1,210 research outputs found
Recommended from our members
Data Scarcity in Event Analysis and Abusive Language Detection
Lack of data is almost always the cause of the suboptimal performance of neural networks. Even though data scarce scenarios can be simulated for any task by assuming limited access to training data, we study two problem areas where data scarcity is a practical challenge: event analysis and abusive content detection} Journalists, social scientists and political scientists need to retrieve and analyze event mentions in unstructured text to compute useful statistical information to understand society. We claim that it is hard to specify information need about events using keyword-based representation and propose a Query by Example (QBE) setting for event retrieval. In the QBE setting, we assume that there are a few example sentences mentioning the event class a user is interested in and we aim to retrieve relevant events using only the examples as a query. Traditional event detection approaches are not applicable in this setting as event detection datasets are constructed based on pre-defined schemas which limits them to a small set of event and event-argument types. Moreover, the amount of annotated data in event detection datasets is limited that only allows us to build a retrieval corpus for evaluation. Thus we assume that there are no relevance judgments to train an event retrieval model -- except for the few examples of a specific event type. We create three QBE evaluation settings from three event detection datasets: PoliceKilling, ACE, and IndiaPoliceEvents. For the PoliceKilling dataset, where a relevant sentence describes a police killing event, we show that a query model constructed from the NLP features extracted from the few given examples is effective compared to event detection baselines. For the ACE dataset, where there are thirty-three types of events, we construct a QBE setting for each type and show that a sentence embedding approach effectively transfers for event matching. Finally, we conducted a unified evaluation of all three datasets using the sentence-embedding-based model and showed that it outperforms strong baselines.

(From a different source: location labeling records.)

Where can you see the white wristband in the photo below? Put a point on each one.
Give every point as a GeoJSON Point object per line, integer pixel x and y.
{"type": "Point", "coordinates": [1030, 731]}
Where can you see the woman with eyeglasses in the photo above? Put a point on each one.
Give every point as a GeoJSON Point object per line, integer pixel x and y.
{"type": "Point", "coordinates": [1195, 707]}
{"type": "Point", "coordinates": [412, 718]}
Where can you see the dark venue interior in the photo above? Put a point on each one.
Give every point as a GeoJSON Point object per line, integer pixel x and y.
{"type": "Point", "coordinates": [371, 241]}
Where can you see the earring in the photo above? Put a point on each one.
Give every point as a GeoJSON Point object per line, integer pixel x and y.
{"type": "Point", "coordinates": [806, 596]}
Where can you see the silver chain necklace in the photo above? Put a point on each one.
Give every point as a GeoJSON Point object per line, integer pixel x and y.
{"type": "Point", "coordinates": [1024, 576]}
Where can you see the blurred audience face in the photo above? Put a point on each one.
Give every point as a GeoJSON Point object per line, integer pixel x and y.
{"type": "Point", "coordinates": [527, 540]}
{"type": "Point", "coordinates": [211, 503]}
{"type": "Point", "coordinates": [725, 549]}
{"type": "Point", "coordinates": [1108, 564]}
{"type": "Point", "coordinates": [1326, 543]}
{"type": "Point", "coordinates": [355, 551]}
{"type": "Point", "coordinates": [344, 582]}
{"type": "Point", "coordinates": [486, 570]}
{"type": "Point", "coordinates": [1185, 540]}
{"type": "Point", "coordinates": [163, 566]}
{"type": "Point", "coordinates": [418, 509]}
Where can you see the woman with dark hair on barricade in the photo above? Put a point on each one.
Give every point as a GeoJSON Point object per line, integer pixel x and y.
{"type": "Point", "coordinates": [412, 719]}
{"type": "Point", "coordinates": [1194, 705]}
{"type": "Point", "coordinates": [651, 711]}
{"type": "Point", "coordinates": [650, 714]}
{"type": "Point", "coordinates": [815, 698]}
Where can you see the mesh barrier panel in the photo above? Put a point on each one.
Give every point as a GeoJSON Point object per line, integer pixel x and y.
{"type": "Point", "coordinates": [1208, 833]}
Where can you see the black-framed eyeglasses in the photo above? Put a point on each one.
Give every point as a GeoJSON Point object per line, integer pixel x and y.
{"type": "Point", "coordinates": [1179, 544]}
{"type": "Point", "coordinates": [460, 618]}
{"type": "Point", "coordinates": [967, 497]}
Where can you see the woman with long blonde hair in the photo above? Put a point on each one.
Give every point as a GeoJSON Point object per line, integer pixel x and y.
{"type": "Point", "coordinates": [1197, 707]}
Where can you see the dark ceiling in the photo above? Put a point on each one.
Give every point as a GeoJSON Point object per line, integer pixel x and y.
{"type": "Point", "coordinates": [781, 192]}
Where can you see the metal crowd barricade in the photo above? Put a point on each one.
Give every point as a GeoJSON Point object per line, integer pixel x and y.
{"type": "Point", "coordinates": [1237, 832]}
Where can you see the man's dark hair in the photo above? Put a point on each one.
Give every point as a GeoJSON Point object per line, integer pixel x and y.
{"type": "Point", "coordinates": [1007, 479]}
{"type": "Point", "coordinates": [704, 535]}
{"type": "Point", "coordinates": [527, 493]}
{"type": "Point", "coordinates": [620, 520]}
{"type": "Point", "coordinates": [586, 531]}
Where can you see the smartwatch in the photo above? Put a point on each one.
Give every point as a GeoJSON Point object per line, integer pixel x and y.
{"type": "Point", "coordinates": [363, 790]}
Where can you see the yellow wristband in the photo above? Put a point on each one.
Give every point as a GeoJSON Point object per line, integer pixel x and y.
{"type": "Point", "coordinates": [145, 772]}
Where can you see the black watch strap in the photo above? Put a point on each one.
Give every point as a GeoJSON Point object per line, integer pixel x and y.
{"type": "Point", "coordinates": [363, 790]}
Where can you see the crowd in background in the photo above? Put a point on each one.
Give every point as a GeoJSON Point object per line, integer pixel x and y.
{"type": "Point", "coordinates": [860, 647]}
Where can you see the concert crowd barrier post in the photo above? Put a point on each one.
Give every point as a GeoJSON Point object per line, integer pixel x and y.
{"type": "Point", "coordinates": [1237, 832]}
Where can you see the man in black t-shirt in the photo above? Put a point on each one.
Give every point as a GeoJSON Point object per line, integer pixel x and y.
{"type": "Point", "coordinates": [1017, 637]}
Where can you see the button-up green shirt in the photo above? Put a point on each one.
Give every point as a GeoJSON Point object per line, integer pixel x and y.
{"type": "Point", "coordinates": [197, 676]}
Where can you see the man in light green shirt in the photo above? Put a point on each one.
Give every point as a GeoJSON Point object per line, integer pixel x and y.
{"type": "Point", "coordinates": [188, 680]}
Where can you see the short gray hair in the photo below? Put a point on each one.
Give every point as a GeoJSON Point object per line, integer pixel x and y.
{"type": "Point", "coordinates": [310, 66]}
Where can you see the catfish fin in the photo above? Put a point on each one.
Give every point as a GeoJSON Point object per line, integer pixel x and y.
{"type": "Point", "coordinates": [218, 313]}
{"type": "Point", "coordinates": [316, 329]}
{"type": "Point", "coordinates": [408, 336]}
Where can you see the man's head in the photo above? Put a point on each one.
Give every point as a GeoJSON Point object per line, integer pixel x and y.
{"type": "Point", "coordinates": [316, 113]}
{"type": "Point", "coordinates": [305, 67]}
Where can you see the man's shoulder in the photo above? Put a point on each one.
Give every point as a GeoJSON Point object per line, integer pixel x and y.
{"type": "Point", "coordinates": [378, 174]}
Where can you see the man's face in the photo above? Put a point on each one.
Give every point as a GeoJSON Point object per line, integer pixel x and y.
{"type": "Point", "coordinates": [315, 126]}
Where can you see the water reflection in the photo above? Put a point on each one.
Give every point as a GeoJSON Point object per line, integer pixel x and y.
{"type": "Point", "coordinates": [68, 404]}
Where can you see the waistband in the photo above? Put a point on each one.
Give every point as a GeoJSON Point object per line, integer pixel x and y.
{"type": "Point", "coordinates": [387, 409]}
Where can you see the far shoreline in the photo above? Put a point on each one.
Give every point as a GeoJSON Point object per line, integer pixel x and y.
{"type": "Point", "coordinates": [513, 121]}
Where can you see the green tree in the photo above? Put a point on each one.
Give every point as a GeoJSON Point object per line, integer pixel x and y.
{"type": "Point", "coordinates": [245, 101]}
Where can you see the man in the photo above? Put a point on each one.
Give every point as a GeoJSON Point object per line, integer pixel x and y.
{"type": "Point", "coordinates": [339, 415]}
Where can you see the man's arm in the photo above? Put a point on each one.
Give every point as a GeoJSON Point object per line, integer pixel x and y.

We further examine the effect of data scarcity in abusive language detection. We first study a specific type of abusive language -- hate speech. Neural hate speech detection models trained from one dataset poorly generalize to another dataset from a different domain. This is because characteristics of hate speech vary based on racial and cultural aspects. Our data scarcity scenario assumes that we have a hate speech dataset from a domain and it needs to generalize to a test set from another domain using the unlabeled data from the test domain only. Thus we assume zero target domain data in this scenario. To tackle the data scarcity, we propose an unsupervised domain adaptation approach to augment labeled data for hate speech detection. We evaluate the approach with three different models (character CNNs, BiLSTMs, and BERT) on three different collections. We show our approach improves Area under the Precision/Recall curve by as much as 42% and recall by as much as 278%, with no loss (and in some cases a significant gain) in precision.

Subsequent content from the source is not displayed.